At a recent seminar sponsored by the Roppongi Bar Association, a Tokyo-based foreign lawyers' group, an executive with a major TV network explained that the media has honored a press taboo on two issues: The Imperial household and religion. He cited Aum Shinrikyo and Soka Gakkai. Will any major Japanese network broadcast the BBC program, titled The Chanting Millions? A similar CBS 60 Minutes program on Soka Gakkai has never been aired in Japan, despite strong audience interest in such material.

In defense of the public's right to know, the Weekly asked a London correspondent to summarize BBC's Assignment: The Chanting Millions.

Assignment: The Chanting Millions is narrated by reporter Julian Pettiler. Following words from the sect's honorary chairman Daisaku Ikeda, Professor Minoru Morita avers that the leader of Soka Gakkai is the most powerful man in Japanese politics. The professor explains that the lay arm of the 700-year-old Nichiren Shoshu sect is regarded as heretical by the Buddhist mainstream. The belief in chanting to achieve material ambitions is said to be an example of heresy.

The program then features a Japanese family, who run a small chain of hairdressers, as an example of the SG faithful. In contrast, a meeting of some 700 disgruntled members and sect deserters is highlighted. Despite the growing number of disillusioned followers, the SG voters can still tally some 6 million votes, 10 percent of the electorate.

Soka Gakkai International now boasts chapters in Britain and much of the rest of Europe, as well as 150,000 members in the United States.
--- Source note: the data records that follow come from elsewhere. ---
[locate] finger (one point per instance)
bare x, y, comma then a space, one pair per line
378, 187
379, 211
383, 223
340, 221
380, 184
In Southern California, NSA (the SGI chapter still retains the Nichiren Shoshu of America moniker) spokesman Al Albergate gives bland responses.

Disenchanted American members describe the sect as a money-grabbing enterprise that begins the conversion process by introducing devotees to the belief that chanting will bring their heart's desire, and ends by subordinating them.

Hirohisa Kitano, a law professor at Nihon University, estimates SG's wealth as more than 1,000 properties across Japan and ¥10 trillion (U.S.$100 billion). The sect affiliated newspaper Seikyo Shimbun has a circulation of 5.5 million.

The sect operates a network of schools, from primary to university levels. In the sect-run secondary schools, the children are not yet taught religion but are exposed to the personality cult of the great leader Daisaku Ikeda.

Ikeda states that Soka Gakkai's excommunication by its mother temple: Nichiren Shoshu, was the worst disaster in Buddhist history.

The program moves on to another money-making scheme -- selling burial plots with the cooperation of Mitsubishi Bank (the sect's main bank). A former sect official relates how, despite the fact that he lived in Omiya, he was pressured into buying a burial plot in Hokkaido. He was not allowed to pay cash, but was forced to take a loan from Mitsubishi; the payment was twice the price.

Polly Toynbee, the journalist and former social affairs reporter for BBC News is also the grand-daughter of the late British historian Arnold Toynbee, whose conversations with Ikeda were published in a book titled Choose Life. On a visit to Japan, she saw Ikeda as a power seeker and not a religious person at all.

The Toynbee dialogue illustrated the pattern of Ikeda's attempt to associate himself with prominent individuals. The sect-affliated Soka University allows Ikeda to award honorary degrees, for example, to Nelson Mandela and Mikhail Gorbachev. In Britain, he met Margaret Thatcher.

The sect was linked to an art scandal, involving a sect-affiliated museum and Mitsubishi Bank. Apparently, the two institutions claim to have purchased the same painting at the same auction -- but reported different prices. The police investigation has gone nowhere.